Dear Mexican: I employ two lovely ladies who clean my home and take care of my toddler two days a week when I go out to run errands. They are loving and kind and take superb care of her. My daughter adores them, and they adore her.
From the minute I brought my baby home, I asked them to speak Spanish to the baby so she would grow up bilingual. For some reason, they will not do it, unless I really push them—and then they speak Spanglish to her, as in, “Do you want more leche?” That isn’t going to help my child learn Spanish.
What really frustrates me is that their English is not all that great. I don’t want my child pronouncing shoes as choos, and chicken as shicken, and I don’t want her using no double negatives. My husband and I speak English very well, and we can teach our child English. What we don’t do is speak colloquial Spanish, which is where I hoped these ladies would help us. The frustrating parts are that they speak Spanish to one another all the time—just not to my child; and one of them is convinced my child will grow up speaking Spanish, and she comments on it, even as I ask her repeatedly (and pointedly) how that will happen when she barely speaks two words to my daughter in Spanish the whole time she is in my house.
I don’t get it—why will they speak Spanish to one another and not to my baby? As I understand it, even if she doesn’t grow up speaking Spanish, just hearing it now will develop neural pathways in her brain that will make it easier for her to learn foreign languages later in life.
Spanglish No Me Gusta!
Dear I Don’t Like Spanglish: Did you know that conservative icon William F. Buckley’s first language was Spanish? Taught to him in Mexico by a nanny. I’m sure Buckley’s parents didn’t hover over the niñera every moment, demanding she teach their son a certain Spanish to their exacting standards; after all, the nanny was the person who knew Spanish, not the parents, so they knew to stay the hell out of the way.

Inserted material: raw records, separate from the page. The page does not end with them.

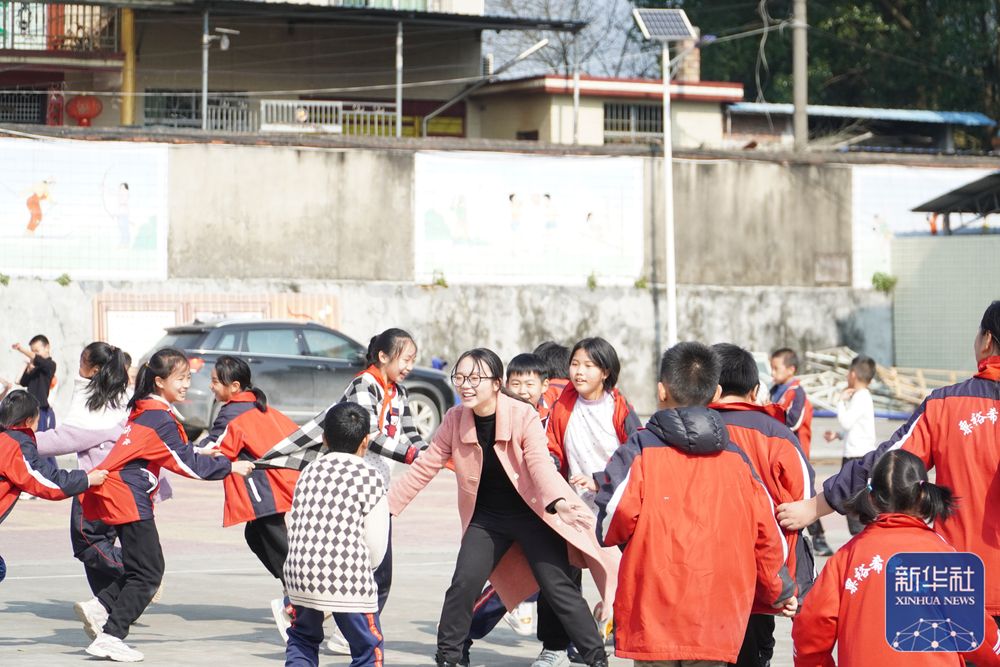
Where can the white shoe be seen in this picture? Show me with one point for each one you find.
(522, 619)
(549, 658)
(335, 642)
(93, 615)
(282, 619)
(106, 646)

Do you think your toddler doesn’t listen to the ladies speaking Spanish and absorb it all? You’re insulting the help and your child—and hating Spanglish? Vete to pinche hell, pendeja.
Dear Mexican: I’ve noticed a pattern among Mexican men: They seem to be able to focus on large breasts and asses to the exclusion of everything else on a female. She could be the fattest, ugliest, nastiest-looking chick in town (often, she doesn’t even need to be Mexican), and they’ll still go nuts for her ample T-and-A.
In the past, I’ve even heard lascivious remarks about Rosie O’Donnell! Rosie O’Donnell? Please shed some light.
More of a Eyes Guy
Dear Gabacho: Mexican men are so obsessed with tits and ass that we coined the sacrilegious puns “chichis Christ” (“Tits Christ,” a play on “Jesus Christ”) and “nálgame Diós” (“Ass me, God,” from the expression “¡Válgame Diós!”—“Oh, my God”).
Why the curve addiction? Nature, son—same reason nearly all the Paleolithic Venus figurines were of BBWs and not a flaca. And don’t forget hips—glorious, sumptuous caderas, cabrón.